Access Type

Open Access Dissertation

Date of Award

January 2012

Degree Type


Degree Name




First Advisor

Kenneth S. Jackson

Second Advisor

Arthur F. Marotti


This dissertation examines the ways in which the encounter with God is figured in post-Reformation English writing between the years 1550 and 1704. The introduction contextualizes the ways in which individuals might encounter God within cultural and historical circumstances of the period: the gradual disappearance of the tradition of spiritual direction that accompanied the suppression of Catholicism in England during the period and the growing influence of more purely "scientific" modes of inquiry, especially after Descartes. Because of these changes, the ways the encounter with God could be experienced were also changing. The introduction also shows how developments in religious studies deriving from Continental philosophy can offer a fresh perspective when considering the phenomena of religious experience. Chapter one, "John Dee: Mysticism, Technology, Idolatry," considers the career of early modern polymath John Dee and his conversations with angels as a kind of "mysticism" compromised by the technology of magic and early modern science. In chapter two, "A Glass Darkly: John Donne's Negative Approach to God," I explore the Anglican priest and preacher John Donne's reimagination of negative and mystical theologies as both his way of approaching God and as a tool for the cura animarum, the care of souls.

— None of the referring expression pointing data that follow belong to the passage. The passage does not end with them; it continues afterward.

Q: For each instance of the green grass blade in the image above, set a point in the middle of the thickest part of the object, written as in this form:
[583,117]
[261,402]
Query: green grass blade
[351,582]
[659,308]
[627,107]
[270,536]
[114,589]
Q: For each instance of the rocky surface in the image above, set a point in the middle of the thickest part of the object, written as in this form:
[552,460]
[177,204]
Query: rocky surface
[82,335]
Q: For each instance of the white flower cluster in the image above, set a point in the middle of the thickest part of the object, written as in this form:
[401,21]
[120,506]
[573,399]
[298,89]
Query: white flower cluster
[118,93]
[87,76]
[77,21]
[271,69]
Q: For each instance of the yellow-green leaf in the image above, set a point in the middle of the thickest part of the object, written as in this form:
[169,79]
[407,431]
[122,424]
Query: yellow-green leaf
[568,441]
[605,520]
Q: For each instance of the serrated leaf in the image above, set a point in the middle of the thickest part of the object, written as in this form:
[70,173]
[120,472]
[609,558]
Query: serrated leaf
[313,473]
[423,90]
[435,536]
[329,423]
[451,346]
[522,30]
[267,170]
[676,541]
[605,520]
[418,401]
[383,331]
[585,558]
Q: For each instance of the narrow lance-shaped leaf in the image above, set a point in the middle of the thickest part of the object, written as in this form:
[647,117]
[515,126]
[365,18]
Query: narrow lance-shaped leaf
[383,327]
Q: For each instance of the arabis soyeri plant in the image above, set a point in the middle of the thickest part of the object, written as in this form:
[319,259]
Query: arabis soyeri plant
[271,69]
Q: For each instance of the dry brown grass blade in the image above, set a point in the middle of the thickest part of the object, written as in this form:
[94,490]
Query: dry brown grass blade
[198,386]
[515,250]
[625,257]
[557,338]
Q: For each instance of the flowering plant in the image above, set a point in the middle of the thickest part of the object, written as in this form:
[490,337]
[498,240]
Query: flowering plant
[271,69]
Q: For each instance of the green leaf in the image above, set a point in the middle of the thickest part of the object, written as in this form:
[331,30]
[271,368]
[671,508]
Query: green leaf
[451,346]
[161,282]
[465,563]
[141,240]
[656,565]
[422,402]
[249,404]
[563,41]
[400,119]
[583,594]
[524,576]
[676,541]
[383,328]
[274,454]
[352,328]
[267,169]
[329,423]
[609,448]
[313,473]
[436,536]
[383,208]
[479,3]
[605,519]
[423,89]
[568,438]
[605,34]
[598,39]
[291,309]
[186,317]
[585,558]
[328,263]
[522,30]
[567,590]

Chapter three, "Love's Alchemist: Science and Resurrection in the Writing of Sir Kenelm Digby," considers Digby's scientific researches into palingenesis, the attempt to raise a plant or animal phoenix-like from its ashes, as a kind of unconscious religious experience. In chapter four, "The Rosicrucian Mysticism of Henry and Thomas Vaughan," I trace the influence of Rosicrucianism in the writing of the poet Henry Vaughan and his twin brother, the alchemist and priest Thomas Vaughan, as a symbiosis disclosing a kind of mysticism more consciously informed by scientific inquiry. Chapter five, "The Pauline Mission of Jane Lead," argues that the seventeenth-century mystic Jane Lead, founder of the Philadelphian Society, deliberately modeled her career on that of St. Paul. It explores the way she follows Paul as one remaining true to the religious experience that initiated his conversion while she deviates when necessary from some traditional and Pauline teachings that do not cohere with her religious vision, much as Paul did in his own historical context.